Structural, morphological and magnetic parameters investigation of multiferroic (1-x)Bi2Fe4O9- xCoFe2O4 nanocomposite ceramics

(1-x)Bi2Fe4O9- xCoFe2O4 (0.0≤ x ≤1.0) multiferroic nanocomposites were prepared by wet chemical procedures combining reverse chemical co-precipitation and Pechini-type sol–gel techniques followed by mechanical blending process. The XRD and SAED results showed that the diffraction patterns are perfectly indexed to the constituent phases present in composite samples. The crystallite sizes of the constituent phases were 35.4 and 39.4nm for cobalt and bismuth ferrites, respectively. The characteristic peaks in FT-IR spectra confirmed formation and purity of all specimens. FESEM micrographs revealed the uniform phase distribution with the mean grain size of approximately 40 and 230nm for CoFe2O4 and Bi2Fe4O9, respectively. TEM micrograph indicated suitable distribution in the as-prepared composite sample. The VSM results revealed that saturation and remnant magnetization increase by increasing CFO content in composites.

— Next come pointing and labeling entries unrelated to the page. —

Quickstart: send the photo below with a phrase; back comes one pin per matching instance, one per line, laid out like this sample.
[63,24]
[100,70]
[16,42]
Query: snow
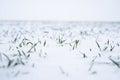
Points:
[55,54]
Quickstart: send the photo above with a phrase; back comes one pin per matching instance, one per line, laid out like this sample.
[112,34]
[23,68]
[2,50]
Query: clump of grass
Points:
[75,45]
[34,46]
[61,40]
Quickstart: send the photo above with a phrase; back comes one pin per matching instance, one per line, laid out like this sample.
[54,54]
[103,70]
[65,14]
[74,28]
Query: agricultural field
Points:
[46,50]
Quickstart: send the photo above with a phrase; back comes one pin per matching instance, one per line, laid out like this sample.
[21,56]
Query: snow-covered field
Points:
[33,50]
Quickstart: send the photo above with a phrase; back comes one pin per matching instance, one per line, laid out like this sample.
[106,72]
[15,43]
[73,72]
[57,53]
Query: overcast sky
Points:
[82,10]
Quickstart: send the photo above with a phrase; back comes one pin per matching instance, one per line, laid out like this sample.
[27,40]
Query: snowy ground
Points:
[59,50]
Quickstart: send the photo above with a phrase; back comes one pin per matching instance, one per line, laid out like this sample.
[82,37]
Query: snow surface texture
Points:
[59,50]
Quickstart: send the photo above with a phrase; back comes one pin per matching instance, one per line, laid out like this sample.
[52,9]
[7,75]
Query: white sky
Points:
[82,10]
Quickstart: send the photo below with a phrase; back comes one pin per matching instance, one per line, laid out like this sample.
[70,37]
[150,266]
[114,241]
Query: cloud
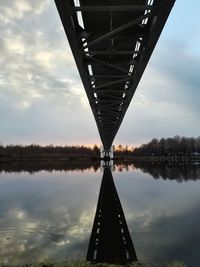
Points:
[166,100]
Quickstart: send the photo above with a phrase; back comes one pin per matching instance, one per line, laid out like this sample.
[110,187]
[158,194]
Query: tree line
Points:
[165,146]
[45,152]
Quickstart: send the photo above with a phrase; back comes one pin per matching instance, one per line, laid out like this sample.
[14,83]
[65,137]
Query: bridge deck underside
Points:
[112,41]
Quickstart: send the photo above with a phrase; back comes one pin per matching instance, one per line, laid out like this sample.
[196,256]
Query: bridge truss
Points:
[112,41]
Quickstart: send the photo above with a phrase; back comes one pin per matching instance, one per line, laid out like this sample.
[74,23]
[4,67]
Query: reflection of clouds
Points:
[40,219]
[84,226]
[162,217]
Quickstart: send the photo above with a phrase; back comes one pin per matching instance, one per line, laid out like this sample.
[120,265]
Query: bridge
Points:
[112,42]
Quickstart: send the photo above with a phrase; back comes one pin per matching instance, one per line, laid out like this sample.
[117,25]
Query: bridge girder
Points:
[112,45]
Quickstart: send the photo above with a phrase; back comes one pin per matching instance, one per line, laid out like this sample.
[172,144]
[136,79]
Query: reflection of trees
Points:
[179,172]
[36,166]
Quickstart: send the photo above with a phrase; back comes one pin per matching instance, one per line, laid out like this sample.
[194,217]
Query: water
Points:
[49,214]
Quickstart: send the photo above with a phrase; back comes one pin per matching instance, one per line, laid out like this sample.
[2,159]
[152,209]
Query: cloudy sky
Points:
[42,99]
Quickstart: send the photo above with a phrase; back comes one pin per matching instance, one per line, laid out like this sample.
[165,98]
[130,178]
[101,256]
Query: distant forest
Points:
[156,147]
[166,146]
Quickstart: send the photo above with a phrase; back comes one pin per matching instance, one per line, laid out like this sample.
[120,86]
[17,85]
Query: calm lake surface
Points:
[49,215]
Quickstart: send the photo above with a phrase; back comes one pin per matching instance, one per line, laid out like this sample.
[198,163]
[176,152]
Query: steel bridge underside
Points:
[112,41]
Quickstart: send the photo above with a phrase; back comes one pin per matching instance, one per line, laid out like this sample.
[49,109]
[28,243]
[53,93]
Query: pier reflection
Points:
[110,240]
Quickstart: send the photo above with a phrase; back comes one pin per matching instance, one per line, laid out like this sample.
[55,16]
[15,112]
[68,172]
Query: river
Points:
[50,214]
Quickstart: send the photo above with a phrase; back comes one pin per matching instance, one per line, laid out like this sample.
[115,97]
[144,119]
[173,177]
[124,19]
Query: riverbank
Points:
[83,263]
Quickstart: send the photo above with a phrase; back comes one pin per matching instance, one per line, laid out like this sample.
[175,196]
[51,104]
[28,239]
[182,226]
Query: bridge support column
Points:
[106,154]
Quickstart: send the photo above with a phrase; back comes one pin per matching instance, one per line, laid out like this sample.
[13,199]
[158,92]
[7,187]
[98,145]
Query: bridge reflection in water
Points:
[110,239]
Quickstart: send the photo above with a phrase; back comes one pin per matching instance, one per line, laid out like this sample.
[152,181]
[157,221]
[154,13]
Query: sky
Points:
[42,99]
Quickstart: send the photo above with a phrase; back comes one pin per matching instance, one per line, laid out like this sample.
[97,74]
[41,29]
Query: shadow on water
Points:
[110,239]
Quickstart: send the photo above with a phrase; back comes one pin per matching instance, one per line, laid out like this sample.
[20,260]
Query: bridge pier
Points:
[107,154]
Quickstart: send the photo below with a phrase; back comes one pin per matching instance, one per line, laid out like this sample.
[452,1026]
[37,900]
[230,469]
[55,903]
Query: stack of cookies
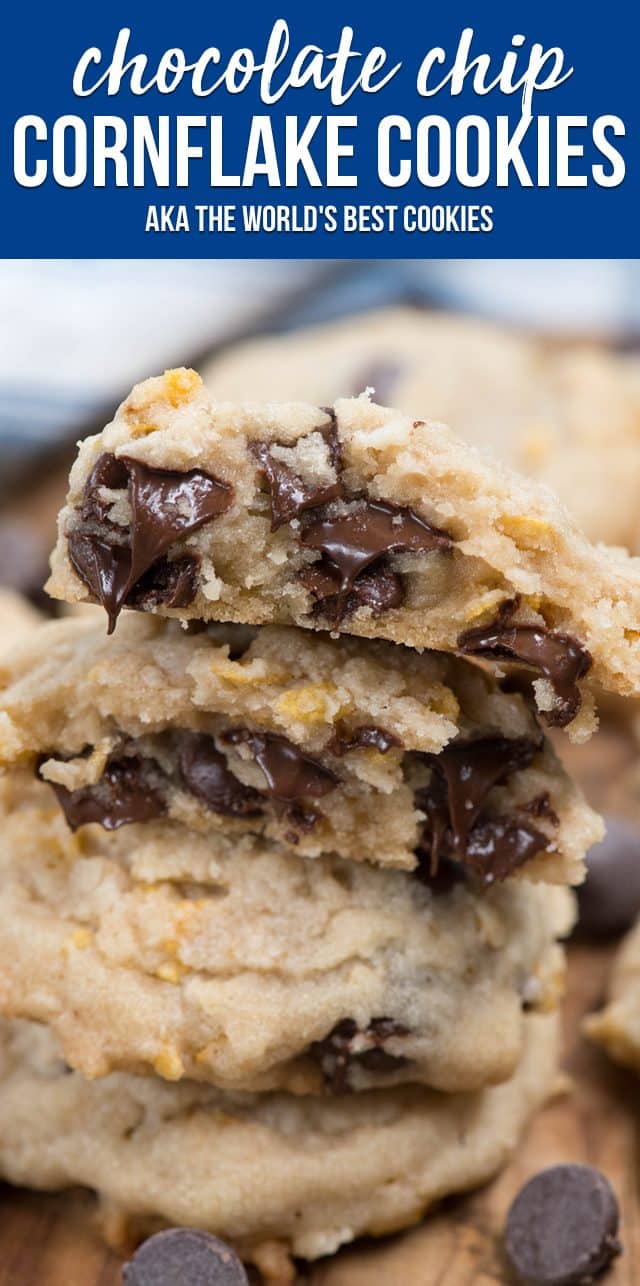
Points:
[285,853]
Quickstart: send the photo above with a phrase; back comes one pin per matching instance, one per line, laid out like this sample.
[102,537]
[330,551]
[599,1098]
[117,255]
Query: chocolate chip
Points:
[609,899]
[366,737]
[496,846]
[562,1228]
[382,374]
[541,806]
[184,1257]
[206,774]
[378,588]
[166,584]
[559,657]
[355,540]
[104,569]
[291,776]
[122,795]
[346,1046]
[111,473]
[166,506]
[288,493]
[463,774]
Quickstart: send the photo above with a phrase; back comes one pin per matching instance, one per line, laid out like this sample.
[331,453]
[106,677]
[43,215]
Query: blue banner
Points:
[343,130]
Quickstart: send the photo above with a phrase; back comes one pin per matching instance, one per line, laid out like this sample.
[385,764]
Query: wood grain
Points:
[53,1241]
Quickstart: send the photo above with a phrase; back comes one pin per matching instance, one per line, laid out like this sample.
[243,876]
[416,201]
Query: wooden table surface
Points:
[53,1240]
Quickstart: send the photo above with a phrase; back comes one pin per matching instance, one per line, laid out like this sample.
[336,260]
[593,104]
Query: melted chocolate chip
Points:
[184,1257]
[378,588]
[562,1228]
[541,806]
[355,540]
[204,773]
[609,899]
[122,795]
[454,800]
[166,584]
[463,776]
[112,475]
[291,776]
[104,569]
[497,846]
[288,493]
[166,506]
[447,875]
[346,1047]
[557,656]
[366,737]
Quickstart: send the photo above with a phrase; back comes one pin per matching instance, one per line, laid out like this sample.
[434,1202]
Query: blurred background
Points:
[76,335]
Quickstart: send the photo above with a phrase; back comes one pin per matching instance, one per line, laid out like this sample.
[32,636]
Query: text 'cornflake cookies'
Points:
[309,1174]
[323,745]
[157,950]
[354,520]
[567,414]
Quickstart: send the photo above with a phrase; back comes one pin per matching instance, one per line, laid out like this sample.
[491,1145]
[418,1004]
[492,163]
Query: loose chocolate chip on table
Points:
[346,1046]
[206,774]
[122,795]
[378,588]
[355,540]
[166,506]
[562,1228]
[609,899]
[184,1257]
[557,656]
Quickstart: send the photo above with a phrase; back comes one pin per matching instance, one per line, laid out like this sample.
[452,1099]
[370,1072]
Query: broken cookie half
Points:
[355,520]
[325,746]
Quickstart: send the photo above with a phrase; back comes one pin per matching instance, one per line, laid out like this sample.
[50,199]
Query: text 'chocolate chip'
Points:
[183,1257]
[562,1228]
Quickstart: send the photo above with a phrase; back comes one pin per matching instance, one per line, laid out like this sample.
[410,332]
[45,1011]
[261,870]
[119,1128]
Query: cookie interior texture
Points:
[357,520]
[158,950]
[564,414]
[328,746]
[309,1174]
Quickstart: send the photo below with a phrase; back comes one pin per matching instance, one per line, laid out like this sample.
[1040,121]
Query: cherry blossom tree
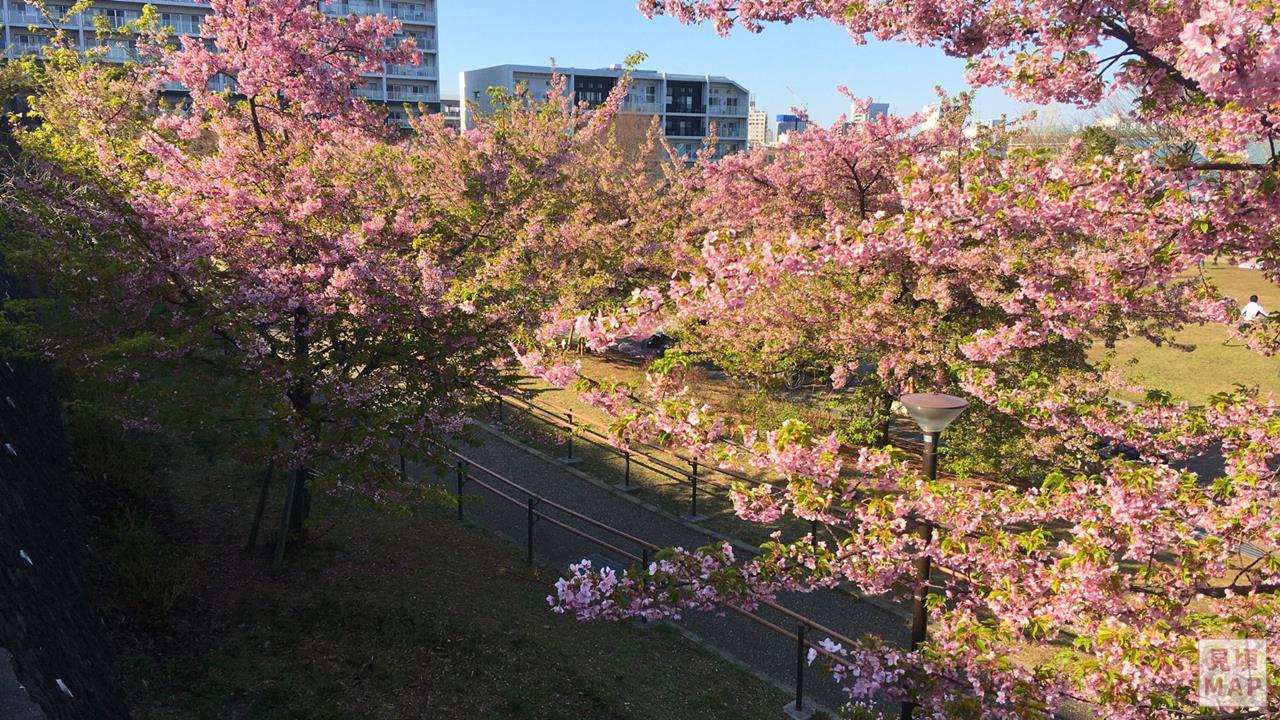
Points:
[960,267]
[346,285]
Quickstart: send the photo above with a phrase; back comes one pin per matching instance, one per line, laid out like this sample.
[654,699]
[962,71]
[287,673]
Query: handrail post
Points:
[693,496]
[800,652]
[568,459]
[462,478]
[798,710]
[529,527]
[693,493]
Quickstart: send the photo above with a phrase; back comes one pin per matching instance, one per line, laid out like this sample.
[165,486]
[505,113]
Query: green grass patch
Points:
[385,616]
[1210,367]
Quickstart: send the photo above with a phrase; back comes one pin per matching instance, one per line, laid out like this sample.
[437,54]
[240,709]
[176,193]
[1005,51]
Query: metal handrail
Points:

Based on the results obtained from M-H curves, magnetic properties of composites did not originate only from linear combination of parent phases. The recorded coercivity values of all nanocomposites, for example 1443Oe for x = 0.4 were higher than those of each parent phase i.e. 708Oe for CoFe2O4 and 149Oe for Bi2Fe4O9, showing a noticeable improvement in magnetic properties.